Exposition : explosion d’émotions sous le ciel de Bretagne
À Rennes, cent chefs-d’oeuvre en noir et en blanc et autant d’expériences radicales.
Et à nouveau notre coeur s’arrête de battre. Comme le 9 juillet 2006 à l’Olympiastadion de Berlin, et comme celui de 2 milliards d’humains ce jour-là. Un simple coup de tête, celui de Zidane à Materazzi ? Non. Une variation sportive de l’Iliade et en mondovision : chante, ô muse, la colère de Zidane. Un Achille des pelouses, exaspéré par cet Agamemnon en short qui l’agresse verbalement, comme chez Homère. Et voilà qu’il sort de ses gonds la tête en avant, dans un sursaut d’orgueil, d’hybris. Duel en trois dimensions, transformé par l’artiste Adel Abdessemed en monument de la défaite gorgé de force tragique. Tous les détails de l’instant fatal sont là, jusqu’aux veines saillantes sur les tempes des joueurs. Le crâne de Zidane aux pieds agiles ne l’a pas encore touché que l’Italien déjà crie et saute pour exagérer l’impact. La preuve par l’art : les terrains de jeu sont des champs de bataille et ce Coup de tête un clash homérique. Le bronze de plus de 5 mètres de hauteur, antique et contemporain, avait régné sur la piazza du Centre Pompidou lors d’une exposition nommée espièglement « Je suis innocent ». Et voilà qu’il surgit en Bretagne, menhir anthropomorphique d’un noir brillant, planté dans la terre rennaise en pièce maîtresse de l’exposition de la collection Pinault (propriétaire du Point) « Au-delà de la couleur », qui se tient tout l’été au couvent des Jacobins.

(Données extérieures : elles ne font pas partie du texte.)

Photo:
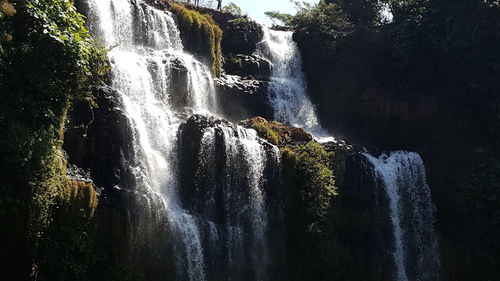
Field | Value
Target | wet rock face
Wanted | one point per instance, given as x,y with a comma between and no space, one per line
240,98
241,35
276,132
99,140
248,66
179,79
362,221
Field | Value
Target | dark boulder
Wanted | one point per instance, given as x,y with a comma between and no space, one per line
248,66
241,99
100,140
179,82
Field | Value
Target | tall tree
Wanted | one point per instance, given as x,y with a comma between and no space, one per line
360,12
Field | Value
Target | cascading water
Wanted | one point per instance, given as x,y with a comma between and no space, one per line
416,255
231,183
287,91
144,48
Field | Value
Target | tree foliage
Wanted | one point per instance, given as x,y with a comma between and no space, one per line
47,60
233,9
328,18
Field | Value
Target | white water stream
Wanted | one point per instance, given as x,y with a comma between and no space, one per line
144,45
288,89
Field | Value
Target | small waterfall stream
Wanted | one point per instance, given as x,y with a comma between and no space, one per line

Un pari audacieux de Jean-Jacques Aillagon, directeur général de Pinault Collection et commissaire de l’exposition, qui a choisi de rassembler une centaine de chefs-d’oeuvre de la collection, créés par 57 artistes, français et étrangers, et dans tous les médiums (sculpture, vidéo, dessin,
photographie, et même mode) à condition qu’ils soient en noir ou en blanc. Le résultat est impressionnant. Car « bien que le noir et le blanc ne soient pas à proprement parler des couleurs, selon la théorie de Newton, explique Jean-Jacques Aillagon, leur utilisation par les artistes modernes et contemporains a souvent été associée à des expériences radicales ». Les visiteurs sont invités à les revivre au gré des salles, dans, et tout autour, de l’ancien cloître où ils méditeront devant les terrifiants gisants (aux corps qu’on devine très malmenés sous leur drap de marbre) de Maurizio Cattelan, le voluptueux et très tactile « avant-baiser » sculpté par Jeff Koons, les jeux ascétiques de Dan Flavin ou François Morellet, la saisissante évasion de femmes – silhouettes obscures courant vers l’écume – dans l’émouvante vidéo de l’Iranienne Shirin Neshat ou les expérimentations des puissants révélateurs de lumière que sont Robert Ryman ou Antoni Tapies. En gardant toujours à l’esprit, bien entendu, que le noir et le blanc sont aussi les deux «couleurs» de la bannière de Bretagne, le fameux Gwenn ha Du, et ça ne compte pas pour rien, ici…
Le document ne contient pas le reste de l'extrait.